ComputationalRadiationPhysics / redGrapes

Resource-based, Declarative task-Graphs for Parallel, Event-driven Scheduling :grapes:
https://redgrapes.rtfd.io
Mozilla Public License 2.0
20 stars 5 forks source link

Fix freeze of worker #53

Closed michaelsippel closed 10 months ago

michaelsippel commented 10 months ago

A race condition on the cv condition-variable in Worker caused a freeze in the WorkerUtilization-unittest.

This freeze happens because of two sequential calls to wait() without proper synchronization of notify() in the case when the worker is assigned a new task before the worker starts its work-loop. There, first the Worker must progress to the start-barrier and enter the outer while-condition to wait for the start signal. Before wait() returns, both Worker::start() and the task-emplace sent their notify(), but the notify() corresponding to the emplacement of the new task is lost in ambiguity with the start-signal.
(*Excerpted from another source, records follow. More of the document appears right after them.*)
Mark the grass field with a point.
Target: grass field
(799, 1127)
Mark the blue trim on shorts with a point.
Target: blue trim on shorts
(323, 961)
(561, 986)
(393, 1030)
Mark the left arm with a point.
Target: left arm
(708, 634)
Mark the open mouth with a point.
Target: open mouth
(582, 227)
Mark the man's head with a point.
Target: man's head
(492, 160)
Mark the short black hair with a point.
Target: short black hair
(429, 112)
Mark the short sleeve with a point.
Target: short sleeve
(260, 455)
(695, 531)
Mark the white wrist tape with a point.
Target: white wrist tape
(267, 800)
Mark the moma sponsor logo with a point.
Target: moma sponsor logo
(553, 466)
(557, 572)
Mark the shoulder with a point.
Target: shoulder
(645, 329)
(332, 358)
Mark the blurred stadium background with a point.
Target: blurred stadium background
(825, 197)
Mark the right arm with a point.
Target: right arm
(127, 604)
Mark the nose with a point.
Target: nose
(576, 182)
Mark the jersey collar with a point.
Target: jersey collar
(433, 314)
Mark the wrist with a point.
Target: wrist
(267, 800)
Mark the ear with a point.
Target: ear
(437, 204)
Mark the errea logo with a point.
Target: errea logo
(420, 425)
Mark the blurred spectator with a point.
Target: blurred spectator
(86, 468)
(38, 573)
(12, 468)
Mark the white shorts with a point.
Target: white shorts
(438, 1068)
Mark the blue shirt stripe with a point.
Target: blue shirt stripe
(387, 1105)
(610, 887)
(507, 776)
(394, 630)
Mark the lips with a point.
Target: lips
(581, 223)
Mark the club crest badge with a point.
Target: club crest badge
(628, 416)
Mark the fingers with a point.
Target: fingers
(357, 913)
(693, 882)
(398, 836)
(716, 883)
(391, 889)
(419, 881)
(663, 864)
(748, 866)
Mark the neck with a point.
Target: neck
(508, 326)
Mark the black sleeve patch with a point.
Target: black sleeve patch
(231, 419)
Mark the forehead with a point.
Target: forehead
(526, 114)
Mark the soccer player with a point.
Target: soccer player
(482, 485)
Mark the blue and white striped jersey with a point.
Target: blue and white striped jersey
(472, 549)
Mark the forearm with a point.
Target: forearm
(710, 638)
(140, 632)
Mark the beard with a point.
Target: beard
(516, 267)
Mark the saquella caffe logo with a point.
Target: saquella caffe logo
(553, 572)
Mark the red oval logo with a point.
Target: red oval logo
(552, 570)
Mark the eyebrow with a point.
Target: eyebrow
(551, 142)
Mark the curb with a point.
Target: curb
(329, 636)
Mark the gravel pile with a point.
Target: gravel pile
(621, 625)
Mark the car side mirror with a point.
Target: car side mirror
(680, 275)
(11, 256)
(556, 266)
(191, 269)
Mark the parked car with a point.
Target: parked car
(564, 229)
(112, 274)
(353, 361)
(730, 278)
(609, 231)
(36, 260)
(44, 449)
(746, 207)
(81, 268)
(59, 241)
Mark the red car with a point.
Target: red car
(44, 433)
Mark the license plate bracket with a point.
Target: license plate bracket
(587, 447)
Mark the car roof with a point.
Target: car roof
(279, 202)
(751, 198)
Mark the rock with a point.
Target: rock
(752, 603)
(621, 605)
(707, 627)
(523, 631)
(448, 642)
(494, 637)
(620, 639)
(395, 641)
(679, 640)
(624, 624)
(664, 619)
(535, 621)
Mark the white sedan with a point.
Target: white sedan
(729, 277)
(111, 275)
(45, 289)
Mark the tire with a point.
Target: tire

Then the worker thread will wake up and jump to to work_loop() where it will wait again but the notify() which should wake the worker up was already sent and thus the worker will not wake up and the task will not be consumed.

In a 'real' scenario this might not be as apparent, because the worker will only be falsely inactive until the next task is emplaced which will wake the worker up and everything will continue normally.

This PR fixes this bug by eliminating the CondVar-based barrier before work_loop() which is also not required anymore because of recent refactorings.